Data Collector is the component that accepts reports from testing and code analysis tools. You can configure Data Collector’s default storage and upload limits to meet data requirements for your organization.
In this section:
Configuring the Report Storage Threshold
When Data Collector receives and processes files from analyzers, a report file is processed and moved to the <DTP_DATA_DIR>/data/_DEFAULT_/dc/stored
folder. This folder contains subfolders that are structured according to a YEAR/MONTH/DAY/XXX/YYY format where XXX and YYY are integer values. The values are calculated based on file name.
You can set a maximum size for the stored folder and DTP will automatically prune older entries. This configuration only applies to the XML reports stored in DTP, not the build details retention settings (see Configuring Build Details Retention Settings).
Open the DCConfig.xml file located in the
<DTP_DATA_DIR>/grs/config/
directory and locate the following entries:<stored-folder> <max-size>20</max-size> <size-to-clean>5</size-to-clean> </stored-folder>
- Change the value for the
<max-size>
property (in GB) to an acceptable maximum storage capacity; the default is 50 GB. - Change the value for the
<size-to-clean>
property (in GB) to the amount of data you want pruned when the maximum capacity is reached; the default is 5 GB. - Save the file.
If these entries do not appear in the DCConfig.xml file, then the defaults will be used.
Configuring the Maximum Size of Report Uploads
By default, the maximum size of the XML report file that Data Collector can accept is 512M. You can change the limit by modifying JAVA_DC_CONFIG_ARGS parameter located in the <DTP_INSTALL>/bin/variables
file. For example:
JAVA_DC_CONFIG_ARGS=" -Dcom.parasoft.sdm.api.rawstorage.datacollector.uploadMaxSize=1024"
Configuring Data Collector to Log User Information with DTP Requests and Responses
If you are upgrading from DTP 2022.2 or earlier, you can configure Tomcat to log user information along with each request and response. This is necessary for some users to be in compliance with certain regulations. This is unnecessary for new installs of DTP 2023.1 or later.
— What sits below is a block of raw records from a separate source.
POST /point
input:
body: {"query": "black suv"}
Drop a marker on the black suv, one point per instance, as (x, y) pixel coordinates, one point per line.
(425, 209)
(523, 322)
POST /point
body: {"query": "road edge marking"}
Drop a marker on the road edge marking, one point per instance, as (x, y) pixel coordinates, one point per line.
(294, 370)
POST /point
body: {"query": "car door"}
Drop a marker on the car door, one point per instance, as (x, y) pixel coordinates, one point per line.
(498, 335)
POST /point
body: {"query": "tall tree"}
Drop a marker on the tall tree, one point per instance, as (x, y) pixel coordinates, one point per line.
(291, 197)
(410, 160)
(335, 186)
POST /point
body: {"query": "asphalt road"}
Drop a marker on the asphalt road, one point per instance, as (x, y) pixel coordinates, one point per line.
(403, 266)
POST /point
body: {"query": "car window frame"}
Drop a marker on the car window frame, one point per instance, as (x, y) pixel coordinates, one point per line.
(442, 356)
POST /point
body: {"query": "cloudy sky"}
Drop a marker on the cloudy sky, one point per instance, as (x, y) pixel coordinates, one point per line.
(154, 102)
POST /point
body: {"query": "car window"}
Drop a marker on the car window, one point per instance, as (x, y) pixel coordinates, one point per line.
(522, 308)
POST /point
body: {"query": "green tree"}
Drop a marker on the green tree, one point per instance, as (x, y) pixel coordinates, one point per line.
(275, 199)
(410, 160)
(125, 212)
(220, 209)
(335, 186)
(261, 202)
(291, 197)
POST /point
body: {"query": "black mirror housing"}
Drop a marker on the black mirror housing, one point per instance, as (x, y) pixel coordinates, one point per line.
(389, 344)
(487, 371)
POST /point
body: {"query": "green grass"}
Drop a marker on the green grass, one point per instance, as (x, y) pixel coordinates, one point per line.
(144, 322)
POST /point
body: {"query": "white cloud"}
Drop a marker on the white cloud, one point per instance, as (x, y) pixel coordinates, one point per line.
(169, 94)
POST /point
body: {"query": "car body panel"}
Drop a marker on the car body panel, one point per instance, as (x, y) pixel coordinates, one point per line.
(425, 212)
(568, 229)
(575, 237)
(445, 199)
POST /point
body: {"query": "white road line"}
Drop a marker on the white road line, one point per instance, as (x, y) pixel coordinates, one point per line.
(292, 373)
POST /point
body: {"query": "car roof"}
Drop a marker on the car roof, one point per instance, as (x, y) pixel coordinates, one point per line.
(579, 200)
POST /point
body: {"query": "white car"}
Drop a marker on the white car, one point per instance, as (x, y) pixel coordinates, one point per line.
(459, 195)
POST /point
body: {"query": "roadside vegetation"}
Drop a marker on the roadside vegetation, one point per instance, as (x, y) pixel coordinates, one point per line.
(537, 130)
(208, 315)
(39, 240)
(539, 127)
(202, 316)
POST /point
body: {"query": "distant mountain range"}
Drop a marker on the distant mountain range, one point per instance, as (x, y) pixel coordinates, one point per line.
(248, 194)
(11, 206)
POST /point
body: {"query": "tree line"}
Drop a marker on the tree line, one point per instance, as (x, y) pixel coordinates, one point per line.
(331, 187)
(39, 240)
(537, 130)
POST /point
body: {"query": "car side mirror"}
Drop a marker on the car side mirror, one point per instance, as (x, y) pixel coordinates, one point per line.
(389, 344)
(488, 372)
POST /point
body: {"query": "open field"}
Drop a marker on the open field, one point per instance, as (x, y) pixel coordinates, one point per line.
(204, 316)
To configure Data Collector to log this information from DTP, you need to modify the DCServerConfig.xml file located in <DTP_DATA_DIR>/conf/
by inserting the element <access-log-pattern>
, which is not present by default. For example:
<access-log-pattern>%t %s %m %U %H %u %sid %{local}a:%{local}p %{remote}a:%{remote}p %{ms}T %{X-Forwarded-For}i %{User-Agent}i %{Referer}i -</access-log-pattern>
Standard Jetty request log format codes are supported. See https://www.eclipse.org/jetty/javadoc/jetty-9/org/eclipse/jetty/server/CustomRequestLog.html for more information. Data Collector adds the custom format code %sid
to represent the session ID.
These logs can be found in the dc_jetty_request.log file located in the <DTP_DATA_DIR>/logs/
directory.
Configuring Build Details Retention Settings
By default, Data Collector stores ten builds' worth of metrics data and two builds' worth of test results and test coverage data in the database (see Default Data Retention Settings). The data related to these practices are referred to as "build details" and are used to populate their respective explorer views. When a new report is sent to DTP, the details for the oldest relevant build are deleted if the limit is exceeded. Each build details type, however, is stored independently so that exceeding a build details type's limit does not affect other build details for the same build. Static analysis details are always stored in the database and are not configurable.
In the following example, two builds' worth of test data have been stored and are available from the Test Trend widget drill-down report:
You can configure the number of build's worth of data retained for each practice (see Configuration). Raise the limit if you want Data Collector to retain additional build's worth of details when new reports are sent to DTP. Build details can consume a significant amount of disk space, so if disk space is an issue, consider reducing the limit. At least two builds' worth of details is required for DTP to display meaningful information.
About Resource Coverage Details
If a filter is configured to show data according to resource groups, then resource coverage details are also required in order to view data for a single build, as well as to view the build in coverage trend widgets. A resource group is a collection of files and/or folders defined by a set of one or more ANT file patterns. They enable you to view software quality information for specific parts of the code (see Adding Resource Groups to Projects).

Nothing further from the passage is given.